Absolutely, a fence with a locked gate from the corner of the shed to the house wall. Do you have to get formal permission? I'm in the US so I don't know UK rules. There are types of fencing that is temporary but pretty sturdy, maybe you wouldn't have to get permission for that?

Karigan198 · 08/08/2018 15:31

Firstly wether or not it is some use should be specified in your contract. Clearly it isn’t as you were told about the bins at the start.

If you’re that precious about ‘your’ space put a fence across

helpconfused · 08/08/2018 15:31

Hi.
Your tenancy agreement will state if the garden is sole use.
Find that and confirm that it is.

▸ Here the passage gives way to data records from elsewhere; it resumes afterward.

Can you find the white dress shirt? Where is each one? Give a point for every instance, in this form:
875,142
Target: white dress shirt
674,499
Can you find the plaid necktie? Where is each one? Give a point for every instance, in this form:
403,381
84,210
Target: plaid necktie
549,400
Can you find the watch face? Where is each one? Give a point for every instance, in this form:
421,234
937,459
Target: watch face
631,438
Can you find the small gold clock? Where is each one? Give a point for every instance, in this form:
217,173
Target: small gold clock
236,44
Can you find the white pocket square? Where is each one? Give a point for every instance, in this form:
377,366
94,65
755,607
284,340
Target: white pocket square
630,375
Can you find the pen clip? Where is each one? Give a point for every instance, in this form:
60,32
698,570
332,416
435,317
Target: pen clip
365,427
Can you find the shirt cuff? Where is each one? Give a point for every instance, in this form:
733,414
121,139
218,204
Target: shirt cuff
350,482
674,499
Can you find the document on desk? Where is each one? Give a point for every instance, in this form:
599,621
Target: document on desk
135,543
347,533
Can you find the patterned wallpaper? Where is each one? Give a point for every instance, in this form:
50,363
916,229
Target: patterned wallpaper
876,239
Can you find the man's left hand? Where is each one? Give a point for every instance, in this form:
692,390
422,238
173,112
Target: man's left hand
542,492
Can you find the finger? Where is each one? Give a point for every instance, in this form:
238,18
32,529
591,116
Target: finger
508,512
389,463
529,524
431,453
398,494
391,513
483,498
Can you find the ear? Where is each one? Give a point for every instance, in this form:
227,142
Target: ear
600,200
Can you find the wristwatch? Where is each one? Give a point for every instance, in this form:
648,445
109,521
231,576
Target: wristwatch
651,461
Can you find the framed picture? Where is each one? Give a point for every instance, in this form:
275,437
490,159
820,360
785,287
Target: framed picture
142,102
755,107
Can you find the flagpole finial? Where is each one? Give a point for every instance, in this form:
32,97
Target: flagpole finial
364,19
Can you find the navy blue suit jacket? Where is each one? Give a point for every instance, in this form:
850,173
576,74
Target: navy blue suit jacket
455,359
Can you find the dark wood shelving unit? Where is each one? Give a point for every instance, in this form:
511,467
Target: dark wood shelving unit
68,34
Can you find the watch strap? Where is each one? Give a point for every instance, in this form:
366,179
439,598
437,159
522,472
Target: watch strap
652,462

Then contact your Housing Officer and ask them to arrange a workman to come and quote for the gate/fence to go up. Obviously you will need access too. I would expect them to put up the gate if your garden is sole use. Explain about your children and then you don't want others in your garden and also don't want the children to escape/get hurt if they venture into this area.
Also ask them to clear the sheds. That should have been done before you moved in.

9amTrain · 08/08/2018 15:32

I thought you meant that you live in a gluten free masonette.

Blush
BonfiresOfInsanity · 08/08/2018 15:33

I would install a fence and gate and square off my garden definitely. That way you can stop worrying about what the neighbours might do now or in the future. It will also make your garden nicer and you won't have to look at that weird door!